The TV Shows That Predicted Now 2: "Mr Show" Careless Tech Naifs
- 2 minutes read - 406 wordsIn the second season episode of Mr. Show, “If You’re Going to Write a Comedy Scene, You’re Going to Have Some Rat Feces in There,” we are introduced to idealistic, blissfully happy, tech naïf “Gregory Sniper” as played by David Cross.
Where ideas can hang out and do whatever
Aired during the dot-com bubble’s IPO mania, the episode’s conceit is that Sniper has bought a controlling interest of Mr. Show with his tech fortune. Invading a sketch already in progress, Sniper rides a banana-seated recumbent(ish) bicycle on stage and demands the actors take a break for tofu-based ice cream. Because who doesn’t like breaks? And who doesn’t love tofu-based dessert products? And well, gosh, it’s not like you were doing anything important before I butted in and gave you all such a Nice Thing ™
It is a pitch-perfect portrayal of the hubris, naivité, tone-deafness, and political correctness of mid-90’s dot-com culture.

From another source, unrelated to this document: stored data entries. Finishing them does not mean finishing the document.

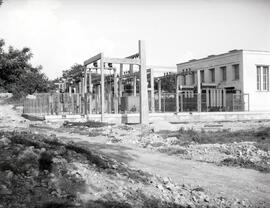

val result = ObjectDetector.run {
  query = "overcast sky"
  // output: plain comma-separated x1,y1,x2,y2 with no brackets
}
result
0,0,270,79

At the time, Sniper and folks like him didn’t register as being the shape of
things to come. Coming from the Roosevelt-to-Reagan segment of history that had
brought down National Socialism and the Berlin Wall by virtue of grits, guts,
and intelligence, we assumed big things would be done by big-brained, grown-ass
men people. We assumed that man-children bringing man-children ethics and
behavior into the most powerful offices would only ever be a cultural
aberration.
But it would be hard to regard it so today:
On Saturday night, sitting president of the United States of America Donald Trump shared an extraordinarily bizarre AI-generated video of himself piloting a fighter jet labelled “KING TRUMP” while strafing droves of peaceful protestors with multiple barrages of — we swear we are not making this up — liquid diarrhea.
Is there any doubt that in our modern era, Greg would be pushing AI (“But what could go wrong? Don’t be a doomer! Tofutti break!”). Sarah Wynn-Williams, in her memoir Careless People, recognized Zuckerberg and his lieutenants as Snipers: the same hubris, the same tone-deafness, the same breezy certainty that their Nice Things™ were wanted (Metaverse anyone? No? 🦗 🦗 🦗 No? No). She borrowed her title from Fitzgerald:
They were careless people, Tom and Daisy—they smashed up things and creatures and then retreated back into their money or their vast carelessness, or whatever it was that kept them together, and let other people clean up the mess they had made.